1480 - Running Sum of 1d Array
Details
Key | Value |
---|---|
Link | https://leetcode.com/problems/running-sum-of-1d-array/ |
Language | Python 3 |
Runtime | 50 ms, faster than 65.50% of Python3 online submissions for Running Sum of 1d Array |
Memory Usage | 13.9 MB, less than 94.41% of Python3 online submissions for Running Sum of 1d Array |
Datastructures | List[int] |
Algorithms | iterate, sum, accumulate |
Procedure
- TBD...
Code
Option 1: Iterate a Running Total in New List
def runningSum(self, nums: List[int]) -> List[int]:
answer = []
running_total = 0
for num in nums:
running_total += num
answer.append(running_total)
return answer
Option 2: Iterate a Running Total in Place
def runningSum(self, nums: List[int]) -> List[int]:
for i in range(1,len(nums)):
nums[i] += nums[i-1]
return nums
Option 3: One-Liner w/ Enumerate
def runningSum(self, nums: List[int]) -> List[int]:
return [ sum(nums[:i]) for i, _ in enumerate(nums,1) ]
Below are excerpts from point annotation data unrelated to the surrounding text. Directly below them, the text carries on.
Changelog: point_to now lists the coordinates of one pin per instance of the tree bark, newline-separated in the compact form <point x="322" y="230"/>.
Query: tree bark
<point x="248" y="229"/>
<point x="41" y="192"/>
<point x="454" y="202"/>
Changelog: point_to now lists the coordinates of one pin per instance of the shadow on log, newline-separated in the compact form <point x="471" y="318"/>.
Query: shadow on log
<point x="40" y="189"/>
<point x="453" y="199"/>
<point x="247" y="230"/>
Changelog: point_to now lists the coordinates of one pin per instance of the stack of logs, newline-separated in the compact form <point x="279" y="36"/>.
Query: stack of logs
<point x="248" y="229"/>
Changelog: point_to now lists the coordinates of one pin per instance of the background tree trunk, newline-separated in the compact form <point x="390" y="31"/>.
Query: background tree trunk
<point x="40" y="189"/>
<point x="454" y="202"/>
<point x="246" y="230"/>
Option 4: One-Liner w/ Range/Len
def runningSum(self, nums: List[int]) -> List[int]:
return [ sum(nums[:i+1]) for i in range(len(nums)) ]
Option 5: One-Liner w/ Built-In Accumulate Function
class Solution:
def runningSum(self, nums: List[int]) -> List[int]:
return accumulate(nums)